En la medicina nos remitimos a los síntomas, hacemos análisis, ecografías, y con base en eso decidimos el tratamiento, el camino a seguir. Hay respuestas, hay lógica, hay pasos claros. Pero en la vida real... nada es tan simple. A veces ni siquiera sabemos lo que queremos. Nos debatimos entre lo que dicta la cabeza y lo que grita el corazón. Y en ese ruido confuso, intentamos avanzar.

Aun así, aprendemos a observar las señales. Algunas son tan sutiles que apenas las notamos. Otras nos golpean de frente y nos sacuden. Y aunque la herida aún escuece, aunque el miedo sigue ahí, una parte de nosotras —la más viva, la más necia— nos empuja a seguir. A no quedarnos atrapadas en el pasado.

Porque no se puede vivir huyendo para siempre. En algún momento, hay que arriesgarse. Aunque sea con cautela. Aunque el cuerpo recuerde el dolor. Aunque el alma tiemble.

Entonces, sin certezas, sin garantías, nos lanzamos otra vez a eso que llaman vivir. A veces por sexo. A veces por compañía. A veces esperando, en el fondo, encontrar amor. Porque tal vez, solo tal vez... esta vez valga la pena.

Y supongo que esa fue la razón por la que no hablé de Ethan. ¿Para qué? ¿Para repetir que estoy tratando de olvidar, de dejar atrás un pasado que aún me pesa mientras me siento en la barra de un bar? No. Preferí una respuesta ingeniosa para el galán que se sentó a mi lado, algo que rompiera la tensión sin abrir las heridas.

Pero después... no sé. Hubo algo en su sinceridad que me desarmó. No fue una frase seductora, fue más bien ese tono bajo, ese aire cansado pero firme, como si entendiera —de verdad— lo que es el dolor. Como si llevara el suyo a cuestas y, aun así, supiera que debe levantarse.

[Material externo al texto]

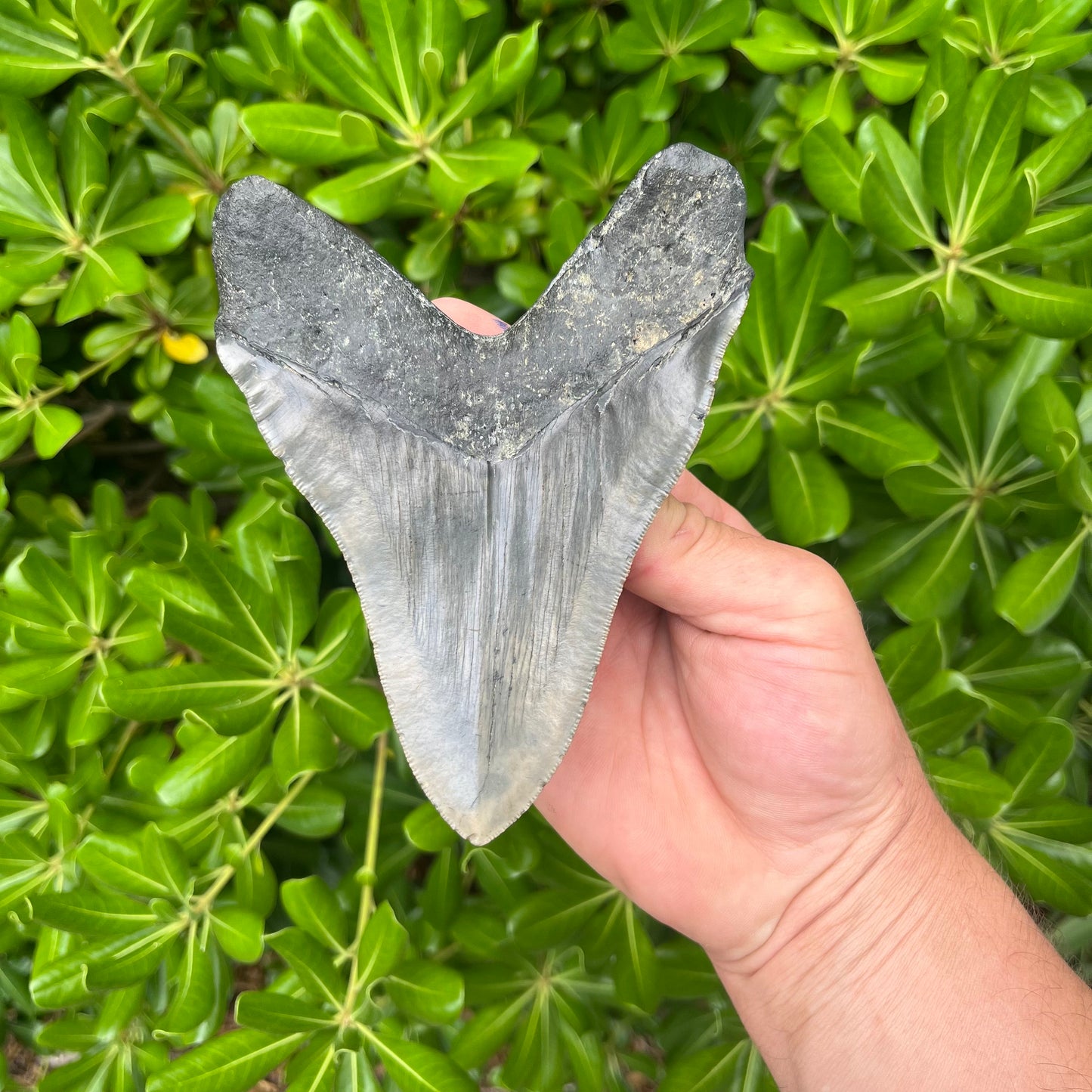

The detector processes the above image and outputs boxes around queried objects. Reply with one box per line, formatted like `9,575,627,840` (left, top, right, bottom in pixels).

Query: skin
436,299,1092,1092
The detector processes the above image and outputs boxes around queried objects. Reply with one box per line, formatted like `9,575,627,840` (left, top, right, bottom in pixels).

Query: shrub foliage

Me sentí reflejada de una manera absurda, como si él estuviera hablando por mí sin saberlo.

Y justo cuando empezaba a relajarme, apareció el imbécil de Galvin, arruinando mi noche con esa mirada descarada que me recorrió de pies a cabeza como si tuviera derecho. Qué ganas de mandarlo al demonio. Y encima, con su típica invitación disfrazada de cortesía para beber “como compañeros”. Como si no supiera lo que realmente quería. El problema es que no podía soltarle una excusa sin arriesgarme a ganarme un enemigo en el hospital.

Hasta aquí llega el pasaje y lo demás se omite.